達人に学ぶDB設計徹底指南書 第2版 の商品レビュー
データベーススペシャリスト試験を受けるので、DB設計でよくおすすめされている本の第2版が発売されたということで読んでみた。 試験の参考としてはもちろんなったのだけど、アンチパターンや非正規化のケーススタディだったりと、実践的な内容に踏み込んだ話もあってためになった。 DB設計を仕...
データベーススペシャリスト試験を受けるので、DB設計でよくおすすめされている本の第2版が発売されたということで読んでみた。 試験の参考としてはもちろんなったのだけど、アンチパターンや非正規化のケーススタディだったりと、実践的な内容に踏み込んだ話もあってためになった。 DB設計を仕事にするなら確かに、読んでおいて損は無いように思う。 RAIDについては、RAIDO10が望ましいとのことで、コストが許すなら確かにシンプルで安全なのだろうなと思った。ただし、クラウド環境ではRAID設定は推奨されてないということで、面白かった。オンプレミスの考えをそのまま持っていくとだめということなのか。 バックアップ方式については、コラムの永久増分バックアップという方式がよさそうだと思った。基本的に、増分バックアップなのだけど、定期的に増分バックアップ分とフルバックアップ分を合成するのだとか。これは確かに、いいなと思う。 コラムでいえば、どうして「リレーション」データベースというのかという話が面白かった。そもそも表形式というものが先にあるのではなく、関係を表すことを意識して作ろうとしたっけっか表形式になったのかなと思った。正規化とか、まさに関係性を強く意識した手法だろうしね。 そういえば、リレーショナルデータベースでは、表に入っているそれぞれの値、Excelでいうセルにたいしての正式な用語はないと書いてあってちょっと驚いた。便宜的にこの本でも、「セル」と書いて説明してあったけど、公式的なものではないのか。 ちょっと気になったのが、P.179に記載の受注テーブルにたいして、 {受注ID}→{受注日}→{商品数} という推移的関数従属があるという説明に少し違和感があったのだけど、こういうもんなのかな。受注テーブルだけみると、受注日が2024-01-05でも、商品数が4のデータも、3のデータもあるのだけど。 もちろん、もとめたいのは受注日ごとの商品数なわけなのだから何を言いたいのかは分かるのだけど、それなら、 {受注日}→{受注日ごとの商品数} というふうにならないとおかしくないのかと思った(自分がまだ理解しきってないだけかもしれないけど)。 それと、インデックスをつけてもデータ数が少ないと効果はないというは分かってたけど、その目安について「10万件以下」と書いてあったのが結構衝撃だった。

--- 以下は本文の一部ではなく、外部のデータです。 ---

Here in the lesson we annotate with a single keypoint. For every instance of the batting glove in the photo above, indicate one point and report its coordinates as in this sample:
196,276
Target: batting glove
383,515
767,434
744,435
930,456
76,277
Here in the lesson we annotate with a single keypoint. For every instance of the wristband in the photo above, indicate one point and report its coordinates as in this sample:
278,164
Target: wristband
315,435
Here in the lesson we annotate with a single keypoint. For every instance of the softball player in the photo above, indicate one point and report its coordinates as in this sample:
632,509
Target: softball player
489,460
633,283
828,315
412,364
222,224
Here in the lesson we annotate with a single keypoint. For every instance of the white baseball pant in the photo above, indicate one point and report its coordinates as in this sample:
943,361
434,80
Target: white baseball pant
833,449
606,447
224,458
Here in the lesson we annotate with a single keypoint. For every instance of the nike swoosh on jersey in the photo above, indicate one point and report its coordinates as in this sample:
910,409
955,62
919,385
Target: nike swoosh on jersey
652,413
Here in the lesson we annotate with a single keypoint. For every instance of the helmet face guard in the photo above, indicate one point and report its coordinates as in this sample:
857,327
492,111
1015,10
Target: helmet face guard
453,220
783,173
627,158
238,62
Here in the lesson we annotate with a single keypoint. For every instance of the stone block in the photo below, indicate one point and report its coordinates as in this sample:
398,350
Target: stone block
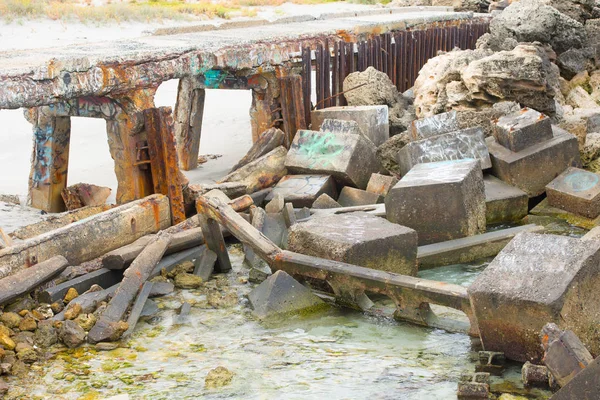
282,295
534,280
350,197
465,144
349,158
303,190
360,239
441,201
576,191
435,125
381,184
373,121
504,203
523,129
533,168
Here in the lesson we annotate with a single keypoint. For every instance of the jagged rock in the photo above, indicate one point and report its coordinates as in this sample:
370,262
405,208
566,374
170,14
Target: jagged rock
534,21
71,333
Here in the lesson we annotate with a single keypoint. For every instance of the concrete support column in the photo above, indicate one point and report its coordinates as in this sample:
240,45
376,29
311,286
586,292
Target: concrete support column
188,115
50,159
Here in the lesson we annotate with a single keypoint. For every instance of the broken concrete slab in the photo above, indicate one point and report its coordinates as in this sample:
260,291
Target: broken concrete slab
435,125
381,184
303,190
360,239
465,144
440,200
564,354
350,197
522,129
534,280
282,295
576,191
504,203
349,158
373,121
533,168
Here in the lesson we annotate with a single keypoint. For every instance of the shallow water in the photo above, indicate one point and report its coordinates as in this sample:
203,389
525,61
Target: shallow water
335,354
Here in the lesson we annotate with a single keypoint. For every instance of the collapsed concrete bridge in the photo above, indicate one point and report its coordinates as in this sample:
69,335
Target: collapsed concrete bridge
116,81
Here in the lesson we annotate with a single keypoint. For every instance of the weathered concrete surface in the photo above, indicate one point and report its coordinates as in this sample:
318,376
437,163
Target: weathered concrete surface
372,120
349,158
503,202
576,191
538,279
48,76
533,168
281,295
359,239
303,190
350,197
466,144
441,201
524,129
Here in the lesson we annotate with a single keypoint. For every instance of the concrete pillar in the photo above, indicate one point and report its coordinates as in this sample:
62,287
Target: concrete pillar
188,115
50,160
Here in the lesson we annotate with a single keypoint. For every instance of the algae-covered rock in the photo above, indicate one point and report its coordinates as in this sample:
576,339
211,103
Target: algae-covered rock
218,377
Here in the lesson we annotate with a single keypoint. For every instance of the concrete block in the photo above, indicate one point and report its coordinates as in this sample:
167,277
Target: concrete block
538,279
434,125
359,239
504,203
576,191
523,129
303,190
381,184
373,121
350,197
441,201
281,295
349,158
465,144
533,168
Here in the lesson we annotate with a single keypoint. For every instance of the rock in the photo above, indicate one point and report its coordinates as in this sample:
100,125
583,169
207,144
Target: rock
533,168
10,319
381,184
348,158
71,334
455,205
28,324
45,336
218,377
70,295
467,144
386,153
533,21
371,120
350,197
503,203
86,321
188,281
281,295
73,311
325,201
357,238
302,190
523,129
536,279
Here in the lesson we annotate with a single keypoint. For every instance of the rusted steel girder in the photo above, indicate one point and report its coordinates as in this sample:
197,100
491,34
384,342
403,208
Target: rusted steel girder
411,295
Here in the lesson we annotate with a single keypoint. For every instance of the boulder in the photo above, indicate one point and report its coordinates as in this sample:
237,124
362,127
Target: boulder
534,280
441,201
348,158
281,295
358,238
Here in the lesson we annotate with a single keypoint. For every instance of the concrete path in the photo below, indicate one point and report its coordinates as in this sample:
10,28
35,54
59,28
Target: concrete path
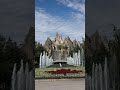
60,84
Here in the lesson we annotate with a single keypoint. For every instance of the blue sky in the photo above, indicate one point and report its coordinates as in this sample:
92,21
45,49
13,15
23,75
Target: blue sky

10万件って普通に多いイメージがあるのだけど、効果がないこともあるの? イメージとしては、100件以下のマスタテーブルだとあまり効果ないというのは分かるのだけど…。 後、標準SQLに配列型というものがあるということを知って驚いた。実際にその型が実装されているDBMSは少ないようだけど、なんで標準SQLに配列型を含めようと思ったのだろう…。 アンチパターンで紹介されていた、単一参照テーブルは普通に今のプロジェクトでも使っちゃってる。なんだかんだいって便利だしね…。まあ、自分が設計するなら確かに積極的には使わないだろうなとは思う。 後、アンチパターンについて、水平分割はともかく、垂直分割の何がいいのかは全く分からなかった。 各テーブルに更新日時カラムがあって、どこかの値が更新されたら自動的に更新日時を更新するという仕組みなら意味ありそうな気はするけど。 ASSERTIONという、制約ロジックは初めて知った。CHECK制約以上に、複雑な制約を行えるということで、うまく使えば安全なデータベースを設計できるようになりそうだと思った。 まだあまりDBMS側でサポートされているわけではないようだけど、今後の動向には注目したい。 なお、トリガーは極力使うべきではないとのこと。言いたいことはわかるけど、更新前の値と比較できるというのはかなり便利な機能だとは思うので、なんとも難しいところ…。 それにしても、やっぱりDB設計がしっかりしてないとプログラミングでいくら挽回しようとしても難しいのだろうなとあらためて思った。以前関わったプロジェクトが、まさにDB設計がうまくできないまま進めてしまったので、その後のプログラミングももちろんうまくいかず。今後は、DB設計をしっかりしていこうと思った。